Ia tewas di rumah dinas Kepala Divisi Profesi dan Pengamanan (Kadiv Propam)
Polri nonaktif Ferdy Sambo setelah terlibat (disebut-sebut) baku tembak
dengan Bharada E pada 8 Juli 2022. Ihwal CCTV mati diungkapkan pertama kali
oleh Kapolres Metro Jakarta Selatan nonaktif Kombes Budhi Herdi Susianto.
“Kami juga mendapatkan bahwa di rumah tersebut memang kebetulan CCTV rusak.
Rusak sejak dua minggu lalu sehingga tidak dapat kami dapatkan,” ujar Budhi
pada 12 Juli. Setelah tragedi polisi tembak polisi itu
mendapat perhatian luas, termasuk dari Presiden Joko Widodo, Polri menyatakan
pihaknya telah menemukan rekaman CCTV yang bisa mengungkap insiden berdarah
itu. “Tim ini bekerja maksimal.
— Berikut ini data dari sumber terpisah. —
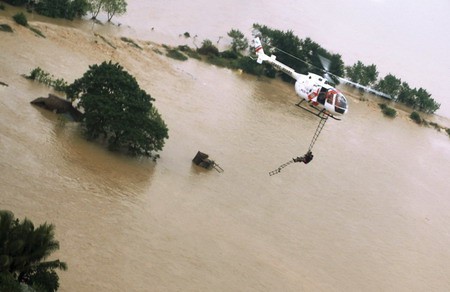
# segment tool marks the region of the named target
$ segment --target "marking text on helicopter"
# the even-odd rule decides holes
[[[333,88],[328,84],[327,80],[314,73],[307,75],[295,72],[291,67],[276,60],[276,56],[270,57],[264,53],[263,46],[259,37],[253,40],[255,53],[258,56],[257,62],[268,62],[279,71],[282,71],[296,80],[295,92],[300,96],[301,101],[297,106],[307,110],[321,118],[323,115],[330,116],[336,120],[338,116],[344,115],[348,112],[348,103],[344,95],[339,90]],[[302,107],[301,104],[307,101],[314,111]]]

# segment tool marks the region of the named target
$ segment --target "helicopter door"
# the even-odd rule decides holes
[[[327,94],[327,89],[325,87],[322,87],[320,89],[319,96],[317,97],[317,101],[321,104],[325,104],[326,94]]]
[[[334,96],[335,96],[334,92],[329,91],[327,94],[327,103],[333,105]]]

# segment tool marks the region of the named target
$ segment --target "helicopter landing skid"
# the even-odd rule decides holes
[[[328,117],[333,118],[333,119],[335,119],[336,121],[340,121],[340,120],[341,120],[341,119],[336,118],[335,116],[330,115],[329,113],[327,113],[327,112],[325,111],[325,109],[319,110],[319,109],[316,108],[315,106],[310,105],[310,107],[312,107],[313,109],[316,110],[316,111],[314,112],[314,111],[312,111],[312,110],[310,110],[310,109],[308,109],[308,108],[306,108],[306,107],[303,107],[301,104],[302,104],[304,101],[305,101],[305,100],[302,100],[302,101],[300,101],[299,103],[296,103],[295,105],[298,106],[299,108],[301,108],[302,110],[305,110],[305,111],[307,111],[307,112],[309,112],[309,113],[311,113],[311,114],[313,114],[313,115],[315,115],[315,116],[321,118],[322,120],[325,120],[325,119],[327,119]]]

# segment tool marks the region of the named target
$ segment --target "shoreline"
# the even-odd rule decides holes
[[[13,9],[9,9],[12,7]],[[8,9],[10,10],[8,12]],[[16,24],[11,17],[9,17],[12,13],[15,11],[23,11],[24,9],[8,6],[8,9],[5,11],[1,11],[0,15],[0,24],[7,24],[13,27],[13,36],[16,34],[29,34],[27,37],[34,38],[39,37],[38,34],[30,30],[28,28],[25,28],[23,26],[20,26]],[[12,10],[12,11],[11,11]],[[23,11],[26,12],[26,11]],[[164,52],[167,53],[168,50],[176,50],[177,46],[168,46],[165,44],[160,44],[151,40],[142,40],[137,38],[129,38],[123,36],[123,32],[120,31],[123,27],[120,25],[114,24],[114,23],[101,23],[97,19],[82,19],[77,20],[78,23],[74,23],[73,21],[68,20],[61,20],[61,19],[47,19],[45,16],[40,16],[35,13],[27,13],[27,15],[33,15],[33,19],[29,20],[30,27],[37,28],[38,30],[42,31],[44,36],[41,36],[43,40],[47,39],[48,34],[48,41],[56,42],[58,44],[63,44],[68,47],[75,48],[76,46],[82,45],[83,48],[86,48],[87,50],[95,50],[94,55],[101,56],[108,56],[109,60],[112,60],[114,62],[118,62],[121,65],[123,65],[121,62],[121,58],[119,55],[125,53],[128,55],[134,55],[135,60],[138,60],[139,58],[146,58],[148,59],[155,59],[153,58],[153,55],[159,55],[163,56],[164,58],[170,58],[166,56]],[[36,17],[35,17],[36,16]],[[37,18],[38,20],[35,20],[34,18]],[[48,21],[50,20],[50,21]],[[88,27],[91,28],[88,28]],[[132,28],[127,28],[132,29]],[[29,31],[29,33],[27,33]],[[83,32],[84,34],[79,34],[76,32]],[[8,34],[7,32],[0,32],[2,34]],[[9,33],[11,34],[11,33]],[[76,35],[76,37],[75,37]],[[21,36],[23,37],[23,35]],[[189,39],[189,38],[186,38]],[[183,38],[183,40],[186,40]],[[182,42],[183,43],[183,42]],[[180,44],[179,46],[185,46],[183,44]],[[70,53],[70,52],[68,52]],[[143,55],[141,55],[143,53]],[[151,55],[149,55],[151,54]],[[186,55],[186,54],[185,54]],[[118,57],[119,56],[119,57]],[[186,57],[192,59],[188,55]],[[103,60],[107,60],[108,58],[103,58]],[[205,61],[205,58],[202,57],[199,61],[205,64],[217,66],[215,64],[210,64],[207,61]],[[159,60],[159,65],[162,65],[164,61]],[[124,66],[127,68],[127,66]],[[217,66],[220,67],[220,66]],[[50,70],[43,68],[45,71],[48,71],[50,74],[53,74]],[[86,67],[87,70],[87,67]],[[238,70],[229,69],[231,71],[237,72]],[[27,74],[29,72],[22,72],[22,74]],[[82,72],[84,73],[84,72]],[[79,78],[81,75],[79,74]],[[248,74],[251,76],[251,74]],[[56,78],[60,78],[63,76],[56,76]],[[254,76],[255,78],[258,78],[257,76]],[[263,77],[266,78],[266,77]],[[63,77],[63,79],[67,80]],[[70,79],[69,79],[70,80]],[[282,82],[280,78],[274,78],[268,80],[275,80],[276,82]],[[5,80],[0,80],[1,82],[8,84]],[[390,107],[393,107],[397,111],[397,118],[403,119],[403,120],[409,120],[410,122],[414,122],[409,115],[414,112],[414,109],[408,108],[405,105],[402,105],[400,103],[396,103],[395,101],[385,100],[381,97],[375,96],[370,93],[366,92],[359,92],[358,89],[353,88],[348,85],[340,85],[340,90],[343,91],[344,95],[348,98],[351,98],[353,102],[364,102],[367,103],[373,110],[378,109],[380,111],[380,114],[383,116],[383,113],[381,112],[378,104],[384,103]],[[419,113],[422,120],[424,121],[423,124],[418,124],[418,126],[425,126],[428,128],[435,128],[438,132],[443,134],[448,134],[449,127],[450,127],[450,119],[444,116],[439,116],[436,114],[424,114]],[[384,117],[389,118],[389,117]],[[395,119],[395,118],[394,118]],[[444,124],[444,125],[443,125]],[[447,132],[447,133],[446,133]]]

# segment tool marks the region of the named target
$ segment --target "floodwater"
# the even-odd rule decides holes
[[[327,122],[314,160],[270,177],[318,124],[293,106],[292,85],[98,28],[115,50],[90,25],[36,17],[38,38],[0,13],[15,29],[0,34],[0,207],[55,224],[69,266],[60,291],[450,290],[445,133],[401,111],[385,118],[344,88],[350,112]],[[108,152],[29,104],[49,88],[21,74],[39,66],[71,82],[110,59],[169,127],[156,163]],[[225,172],[194,166],[198,150]]]

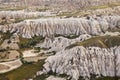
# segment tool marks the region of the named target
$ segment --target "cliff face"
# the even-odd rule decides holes
[[[15,32],[24,38],[33,36],[51,36],[51,35],[81,35],[91,34],[100,35],[108,29],[119,28],[119,16],[103,16],[68,19],[36,19],[25,20],[16,24],[1,25],[2,32]]]
[[[87,79],[91,74],[97,77],[120,76],[119,53],[120,46],[110,49],[78,46],[48,57],[43,72],[67,74],[72,80],[78,80],[80,76]]]
[[[117,3],[120,0],[1,0],[2,6],[47,6],[60,9],[81,9],[89,6]]]

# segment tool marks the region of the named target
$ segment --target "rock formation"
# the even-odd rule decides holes
[[[48,50],[43,50],[40,51],[40,53],[49,53],[49,52],[58,52],[61,51],[62,49],[65,49],[67,46],[76,43],[76,42],[80,42],[80,41],[84,41],[86,39],[91,38],[90,35],[88,34],[83,34],[80,35],[79,37],[75,38],[75,39],[68,39],[65,37],[53,37],[53,38],[49,38],[46,37],[43,43],[37,44],[36,47],[40,47],[42,48],[46,48]]]
[[[120,16],[25,20],[17,24],[1,25],[0,31],[15,32],[24,38],[31,38],[35,35],[100,35],[113,28],[120,28]]]
[[[72,80],[78,80],[80,76],[90,79],[92,74],[120,76],[120,46],[110,49],[77,46],[61,50],[45,62],[43,72],[67,74]]]

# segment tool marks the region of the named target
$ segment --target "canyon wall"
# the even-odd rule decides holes
[[[0,25],[0,31],[17,33],[25,38],[55,35],[100,35],[108,29],[119,28],[120,16],[48,18],[24,20],[20,23]]]
[[[67,74],[71,80],[78,80],[81,76],[90,79],[92,75],[120,76],[120,46],[110,49],[76,46],[61,50],[45,62],[44,73]]]

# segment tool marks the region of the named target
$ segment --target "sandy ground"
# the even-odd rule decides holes
[[[0,73],[6,73],[11,70],[17,69],[22,65],[20,59],[9,61],[9,62],[1,62],[0,63]]]
[[[27,50],[23,52],[23,57],[35,57],[38,53],[34,53],[34,50]]]

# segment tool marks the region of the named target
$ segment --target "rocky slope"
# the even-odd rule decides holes
[[[2,6],[47,6],[58,9],[81,9],[84,7],[120,2],[120,0],[1,0]],[[64,7],[63,7],[64,6]]]
[[[119,53],[120,46],[110,49],[82,46],[63,49],[45,60],[43,72],[67,74],[71,80],[78,80],[80,76],[90,79],[92,75],[120,76]]]
[[[107,30],[120,28],[120,16],[49,18],[25,20],[17,24],[1,25],[0,31],[17,33],[24,38],[51,35],[100,35]]]

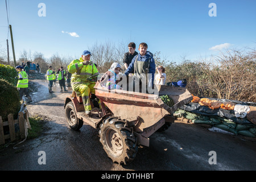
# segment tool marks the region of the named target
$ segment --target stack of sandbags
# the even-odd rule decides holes
[[[241,134],[246,136],[256,137],[256,126],[237,123],[232,119],[224,117],[207,116],[193,113],[181,109],[177,109],[174,113],[174,116],[177,118],[185,118],[195,124],[209,125],[213,127],[229,131],[234,135]]]

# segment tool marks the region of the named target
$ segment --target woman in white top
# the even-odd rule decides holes
[[[155,78],[155,84],[156,85],[164,85],[166,80],[166,74],[164,73],[166,69],[163,66],[158,66],[156,68],[157,74]]]

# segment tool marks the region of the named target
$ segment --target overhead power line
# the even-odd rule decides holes
[[[9,37],[9,17],[8,15],[8,9],[7,7],[7,0],[5,0],[5,7],[6,8],[6,15],[7,18],[7,23],[8,23],[8,34],[7,34],[7,39]]]

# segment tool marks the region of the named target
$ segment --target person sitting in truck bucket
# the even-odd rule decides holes
[[[107,88],[109,90],[121,89],[122,88],[117,85],[119,80],[118,74],[121,71],[121,66],[119,63],[114,63],[109,69],[100,79],[99,82],[103,87]]]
Kita sudah menemukan CCTV,” kata Kepala
Divisi Humas Polri Irjen Dedi Prasetyo pada 20 Juli atau sembilan hari
setelah CCTV dinyatakan rusak. CCTV memang tidak disebutkan sebagai
alat bukti. Pasal 184 ayat (1) KUHAP menyebut alat bukti yang sah berupa
keterangan saksi, keterangan ahli, surat, petunjuk, dan keterangan terdakwa. Jika tidak masuk kategori alat bukti
yang sah, mengapa CCTV selalu dicari orang setiap terjadi peristiwa pidana?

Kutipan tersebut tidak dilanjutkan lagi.